The sanctions challenges doesn’t end there. Often sanctions or executive orders contain information not only concerning what activities are prohibited, but also ‘general licenses’ relating to certain types of business that are still permitted. “When you get into the specific language of these general licenses you’ll find they’re very broad,” says Gutierrez. He reports that the banking industry in South Florida is already fielding queries from Latin American banks, which route customer transactions bound for Russia via US dollar accounts, asking whether a specific plant or flower their customers want to export, fits into the agricultural general license contained in US sanctions against Russia.
“The first thing I would recommend for banks in Latin America that have these customers, is to lawyer up,” says Gutierrez. “If the transaction comes through, and the name of the originator is broad and the name of the beneficiary doesn’t give me the analysis I need, or there are no references on the wire that tells me this is for a specific business included in the general license, then I’m going to stop that wire and start requesting supporting documentation like bills of lading and invoices.

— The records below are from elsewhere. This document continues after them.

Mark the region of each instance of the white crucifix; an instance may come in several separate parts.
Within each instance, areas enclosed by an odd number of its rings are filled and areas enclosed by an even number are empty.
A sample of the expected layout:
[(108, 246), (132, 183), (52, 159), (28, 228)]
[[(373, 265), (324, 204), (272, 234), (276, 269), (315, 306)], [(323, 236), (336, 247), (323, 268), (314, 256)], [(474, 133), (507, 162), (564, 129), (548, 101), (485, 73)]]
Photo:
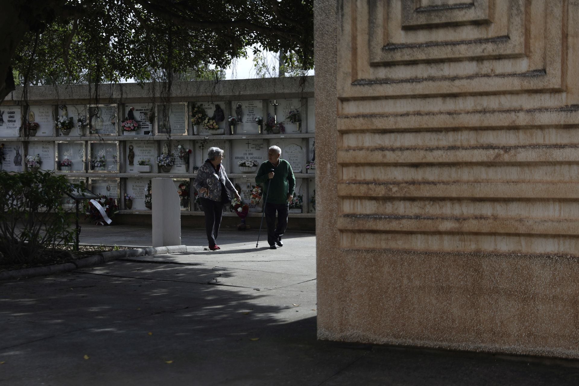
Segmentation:
[(269, 104), (273, 106), (273, 116), (276, 118), (276, 123), (277, 123), (277, 106), (280, 104), (277, 103), (277, 99), (274, 99), (273, 100), (273, 103), (270, 103)]

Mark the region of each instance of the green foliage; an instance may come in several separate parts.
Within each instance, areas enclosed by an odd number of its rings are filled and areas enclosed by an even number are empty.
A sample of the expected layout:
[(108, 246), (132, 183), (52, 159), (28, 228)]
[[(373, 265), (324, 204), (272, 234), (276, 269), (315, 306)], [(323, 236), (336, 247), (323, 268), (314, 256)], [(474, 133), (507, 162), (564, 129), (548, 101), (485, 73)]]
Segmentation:
[(73, 241), (63, 196), (84, 186), (53, 172), (0, 171), (0, 265), (41, 263)]

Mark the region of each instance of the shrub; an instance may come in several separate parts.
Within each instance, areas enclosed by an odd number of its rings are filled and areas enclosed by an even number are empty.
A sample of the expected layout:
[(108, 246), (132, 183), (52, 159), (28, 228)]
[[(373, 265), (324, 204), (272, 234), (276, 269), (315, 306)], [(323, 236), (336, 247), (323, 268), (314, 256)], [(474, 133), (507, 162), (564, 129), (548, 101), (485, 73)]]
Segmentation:
[(0, 264), (49, 261), (57, 244), (72, 242), (62, 198), (83, 185), (51, 171), (0, 171)]

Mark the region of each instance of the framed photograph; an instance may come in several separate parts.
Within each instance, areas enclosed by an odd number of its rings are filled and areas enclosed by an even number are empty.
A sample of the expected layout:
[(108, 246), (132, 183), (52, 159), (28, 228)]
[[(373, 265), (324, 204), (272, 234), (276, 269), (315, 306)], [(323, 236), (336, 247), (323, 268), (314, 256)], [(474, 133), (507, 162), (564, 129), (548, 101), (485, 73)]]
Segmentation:
[(89, 141), (88, 148), (89, 173), (119, 172), (118, 141)]
[(187, 104), (186, 102), (175, 102), (166, 105), (157, 104), (155, 134), (186, 135), (189, 115)]
[(116, 104), (89, 105), (86, 122), (89, 135), (118, 135), (118, 106)]

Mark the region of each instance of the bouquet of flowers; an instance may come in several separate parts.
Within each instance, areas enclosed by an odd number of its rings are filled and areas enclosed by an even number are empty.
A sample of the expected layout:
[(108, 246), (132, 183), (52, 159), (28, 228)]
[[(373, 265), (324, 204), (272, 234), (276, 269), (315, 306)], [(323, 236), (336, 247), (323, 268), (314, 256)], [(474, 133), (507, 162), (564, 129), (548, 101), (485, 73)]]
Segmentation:
[(173, 166), (175, 163), (175, 159), (168, 154), (162, 154), (157, 157), (157, 164), (159, 166)]
[(193, 104), (193, 111), (191, 115), (193, 116), (191, 118), (191, 123), (193, 124), (201, 124), (207, 117), (207, 113), (205, 112), (203, 104)]
[(72, 122), (68, 117), (64, 115), (56, 117), (54, 123), (56, 124), (56, 128), (59, 130), (69, 130), (72, 128)]
[(29, 168), (39, 168), (42, 161), (40, 159), (40, 155), (37, 154), (35, 156), (26, 156), (25, 162)]
[(189, 198), (189, 182), (183, 181), (179, 184), (177, 189), (177, 194), (180, 198)]
[(62, 161), (58, 162), (58, 166), (72, 166), (72, 161), (68, 158), (65, 158)]
[(245, 218), (250, 211), (250, 205), (237, 198), (233, 198), (231, 200), (231, 205), (229, 208), (231, 211), (235, 212), (242, 219)]
[(296, 196), (290, 203), (290, 209), (298, 209), (303, 207), (303, 196), (302, 195)]
[(107, 164), (107, 158), (105, 157), (105, 152), (101, 150), (98, 152), (98, 156), (90, 161), (93, 168), (104, 167)]
[(251, 189), (251, 204), (257, 205), (261, 201), (261, 196), (263, 194), (263, 190), (259, 185), (255, 185), (255, 187)]
[[(97, 202), (104, 208), (105, 213), (107, 214), (109, 218), (112, 219), (119, 212), (119, 207), (116, 204), (116, 200), (112, 197), (101, 196)], [(87, 200), (86, 204), (85, 204), (85, 213), (86, 214), (85, 218), (90, 219), (90, 220), (94, 221), (96, 225), (104, 225), (107, 223), (100, 211), (90, 201)]]
[(302, 120), (299, 119), (299, 110), (291, 110), (289, 113), (288, 113), (288, 116), (286, 117), (290, 123), (295, 123), (296, 122), (301, 122)]
[(134, 131), (138, 126), (139, 123), (134, 119), (127, 119), (120, 123), (120, 128), (123, 131)]
[(203, 120), (203, 127), (208, 130), (218, 130), (219, 128), (215, 119), (211, 119), (209, 117)]
[(239, 160), (237, 161), (238, 166), (246, 166), (247, 167), (253, 167), (257, 166), (259, 164), (255, 160)]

If the shipment contains not only flowers, but also other items, Gutierrez says he would be reluctant to let it through until he has legal advice to support the bank’s decision. “But why should the US bank be the only one getting with their attorneys and spending that money to get a comfort level? Let’s meet halfway, so when the transaction is processed, both banks are aware of what is going on.”
One of the biggest challenge banks are likely to face, says Schwartz of FIBA, is countries in Latin America that don’t have sanctions regimes. The concern, he says, is countries like Venezuela, for example, could be used to divert Russian money. “That creates concerns in correspondent banking in terms of which banksdid sanctions due diligence before it reaches me. It can pass through two, three, four different hands. LatAm banks are not going to want to run the risk of losing US correspondent banking relationships, but it is a question of whether they are set up to do a sophisticated level of OFAC screening.”